The work was initially part of a project sponsored by the US military, raising the possibility that it might have led to "Terminator" robots like those depicted by Arnold Schwarzen-egger in the eponymous film. Those robots turned on their creators and waged war against them; these ones, it is hoped, will be dispatched into space to be explorers.
The key to the breakthrough, by researchers at Raytheon Systems and the University of Texas at Dallas, is an electronic model of a nerve, in which gallium arsenide processors replace the biological tissue.
The work, reported today in New Scientist magazine, is thought to be an important milestone in the attempt to develop an artificial nervous system. Computer researchers have for years been refining "neural networks", which use software to mimic the way in which a collection of biological nerves can sift different data. But the American work would produce a much faster machine because the "neurons" are built from hardware, meaning their "reactions" are inherent in the design, rather than being run as a software program, where each action is the consequence of following a set of instructions.
By putting many such hardware neurons on to a chip to form a "cortex", and connecting that to a number of external sensors, the artificial system could observe the effects of its decisions - and so be able to learn, anticipate and even become conscious.

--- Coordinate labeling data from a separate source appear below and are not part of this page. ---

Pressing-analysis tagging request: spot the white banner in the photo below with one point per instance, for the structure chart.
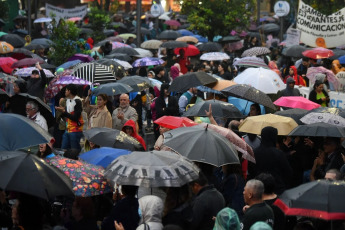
(79, 11)
(319, 30)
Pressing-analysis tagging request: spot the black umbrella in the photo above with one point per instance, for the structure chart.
(322, 199)
(201, 145)
(189, 80)
(174, 44)
(112, 89)
(14, 39)
(318, 130)
(295, 114)
(20, 132)
(219, 109)
(210, 47)
(106, 137)
(169, 35)
(249, 93)
(26, 173)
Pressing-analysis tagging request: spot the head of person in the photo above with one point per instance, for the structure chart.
(253, 192)
(124, 100)
(31, 108)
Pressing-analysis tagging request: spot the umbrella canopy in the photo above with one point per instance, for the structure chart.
(152, 169)
(204, 145)
(172, 122)
(106, 137)
(256, 51)
(103, 156)
(87, 179)
(26, 173)
(255, 124)
(318, 53)
(296, 102)
(20, 132)
(189, 80)
(249, 93)
(322, 199)
(219, 109)
(214, 56)
(94, 72)
(151, 44)
(113, 88)
(318, 130)
(265, 80)
(147, 61)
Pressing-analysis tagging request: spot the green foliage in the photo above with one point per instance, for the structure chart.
(218, 17)
(64, 37)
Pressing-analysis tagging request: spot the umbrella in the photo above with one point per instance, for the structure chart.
(5, 48)
(210, 47)
(151, 44)
(169, 35)
(172, 122)
(294, 51)
(295, 114)
(113, 88)
(25, 72)
(318, 53)
(255, 124)
(249, 93)
(106, 137)
(327, 118)
(26, 173)
(152, 169)
(174, 44)
(138, 83)
(20, 132)
(125, 50)
(87, 179)
(319, 129)
(265, 80)
(296, 102)
(94, 72)
(147, 61)
(26, 62)
(251, 62)
(256, 51)
(214, 56)
(219, 109)
(103, 156)
(189, 80)
(204, 145)
(322, 199)
(188, 51)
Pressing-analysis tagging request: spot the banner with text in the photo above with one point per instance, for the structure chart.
(319, 30)
(79, 11)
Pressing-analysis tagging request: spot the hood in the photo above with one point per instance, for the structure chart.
(269, 136)
(151, 209)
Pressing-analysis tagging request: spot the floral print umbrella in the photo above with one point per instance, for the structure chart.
(88, 180)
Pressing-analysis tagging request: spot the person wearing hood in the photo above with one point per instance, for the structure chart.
(271, 160)
(130, 129)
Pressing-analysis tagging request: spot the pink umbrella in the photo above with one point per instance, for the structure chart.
(296, 102)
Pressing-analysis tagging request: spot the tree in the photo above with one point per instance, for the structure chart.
(218, 17)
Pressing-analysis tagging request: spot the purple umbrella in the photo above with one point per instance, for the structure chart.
(147, 61)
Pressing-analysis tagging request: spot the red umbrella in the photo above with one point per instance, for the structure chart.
(189, 51)
(318, 53)
(26, 62)
(172, 122)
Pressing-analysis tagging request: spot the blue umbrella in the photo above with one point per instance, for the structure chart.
(103, 156)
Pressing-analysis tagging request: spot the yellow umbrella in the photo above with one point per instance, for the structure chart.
(255, 124)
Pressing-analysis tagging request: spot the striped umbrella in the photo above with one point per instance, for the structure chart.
(94, 72)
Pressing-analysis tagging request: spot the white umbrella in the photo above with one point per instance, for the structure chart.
(214, 56)
(262, 79)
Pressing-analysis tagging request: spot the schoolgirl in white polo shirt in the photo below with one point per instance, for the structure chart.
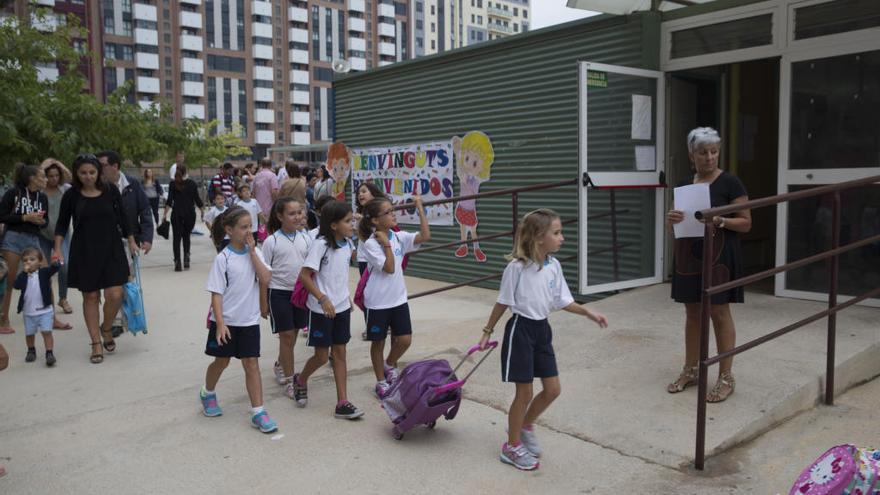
(285, 249)
(532, 287)
(385, 293)
(329, 305)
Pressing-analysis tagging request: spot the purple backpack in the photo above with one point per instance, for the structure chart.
(417, 379)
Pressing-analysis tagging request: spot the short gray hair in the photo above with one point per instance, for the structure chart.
(702, 136)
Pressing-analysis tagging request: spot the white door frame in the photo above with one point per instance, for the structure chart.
(620, 178)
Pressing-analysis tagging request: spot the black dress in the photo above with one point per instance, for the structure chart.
(687, 280)
(97, 258)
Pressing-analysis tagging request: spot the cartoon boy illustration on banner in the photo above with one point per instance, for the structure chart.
(473, 161)
(339, 166)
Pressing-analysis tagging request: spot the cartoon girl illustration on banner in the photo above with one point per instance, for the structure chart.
(339, 166)
(473, 157)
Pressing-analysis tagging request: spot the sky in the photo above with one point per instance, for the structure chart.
(549, 12)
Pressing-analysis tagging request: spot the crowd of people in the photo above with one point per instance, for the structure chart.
(284, 247)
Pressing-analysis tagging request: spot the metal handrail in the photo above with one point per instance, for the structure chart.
(708, 290)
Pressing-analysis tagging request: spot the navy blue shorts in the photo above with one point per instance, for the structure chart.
(324, 332)
(284, 316)
(380, 320)
(244, 342)
(527, 350)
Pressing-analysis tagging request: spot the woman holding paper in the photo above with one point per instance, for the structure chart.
(724, 189)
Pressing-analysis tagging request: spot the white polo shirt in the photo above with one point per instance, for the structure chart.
(387, 290)
(331, 266)
(534, 293)
(286, 254)
(233, 276)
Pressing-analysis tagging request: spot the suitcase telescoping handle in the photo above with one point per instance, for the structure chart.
(490, 346)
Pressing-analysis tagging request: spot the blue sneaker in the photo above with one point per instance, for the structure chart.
(262, 421)
(209, 404)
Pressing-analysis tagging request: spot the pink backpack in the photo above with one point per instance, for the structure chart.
(842, 470)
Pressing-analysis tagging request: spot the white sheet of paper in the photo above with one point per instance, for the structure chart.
(645, 156)
(641, 117)
(691, 199)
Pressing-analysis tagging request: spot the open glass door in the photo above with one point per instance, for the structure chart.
(829, 126)
(621, 165)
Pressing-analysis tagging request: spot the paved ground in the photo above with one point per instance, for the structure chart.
(133, 424)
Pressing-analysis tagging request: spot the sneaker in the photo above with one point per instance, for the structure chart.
(530, 441)
(262, 421)
(300, 393)
(348, 411)
(518, 457)
(382, 389)
(209, 404)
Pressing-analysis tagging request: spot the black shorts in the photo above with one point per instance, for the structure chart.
(527, 350)
(283, 315)
(324, 332)
(380, 320)
(244, 342)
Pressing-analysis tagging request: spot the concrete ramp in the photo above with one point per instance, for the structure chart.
(614, 381)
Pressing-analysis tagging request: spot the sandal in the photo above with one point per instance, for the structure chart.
(687, 378)
(96, 357)
(722, 389)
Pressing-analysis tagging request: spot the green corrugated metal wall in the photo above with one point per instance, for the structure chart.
(523, 93)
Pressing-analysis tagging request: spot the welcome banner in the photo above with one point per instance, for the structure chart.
(400, 171)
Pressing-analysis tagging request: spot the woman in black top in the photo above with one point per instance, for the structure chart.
(24, 209)
(724, 189)
(183, 197)
(97, 258)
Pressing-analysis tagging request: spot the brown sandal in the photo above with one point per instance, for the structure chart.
(96, 357)
(687, 378)
(722, 389)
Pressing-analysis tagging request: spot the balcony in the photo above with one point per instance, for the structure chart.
(262, 52)
(386, 10)
(264, 116)
(358, 63)
(261, 29)
(299, 97)
(299, 76)
(259, 7)
(300, 118)
(299, 56)
(262, 73)
(193, 88)
(500, 28)
(297, 14)
(386, 30)
(148, 85)
(357, 25)
(191, 42)
(300, 138)
(266, 95)
(192, 65)
(496, 12)
(191, 20)
(145, 12)
(147, 61)
(298, 35)
(386, 49)
(264, 137)
(193, 111)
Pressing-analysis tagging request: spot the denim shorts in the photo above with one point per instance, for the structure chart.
(38, 323)
(16, 242)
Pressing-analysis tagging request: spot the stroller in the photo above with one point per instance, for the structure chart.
(425, 391)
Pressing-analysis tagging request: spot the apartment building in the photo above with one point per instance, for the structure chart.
(441, 25)
(262, 67)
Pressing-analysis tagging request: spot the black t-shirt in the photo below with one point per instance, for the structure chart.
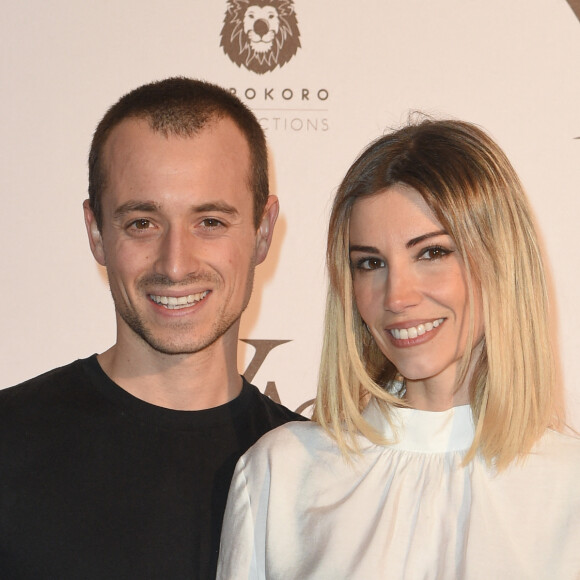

Larry Cauller, a neuro- scientist who is the project's principal researcher at the University of Texas in Dallas, told New Scientist: "What we've done is take a biological approach to building such an autonomous machine."
However Dr Cauller is optimistic that he is not creating a race of Terminators. He said: "I can't imagine a brain or automaton that searches and learns from its environment becoming a soldier. I prefer to see it as an explorer. You could even hook one of these brains up to the Internet and let it explore a virtual medium."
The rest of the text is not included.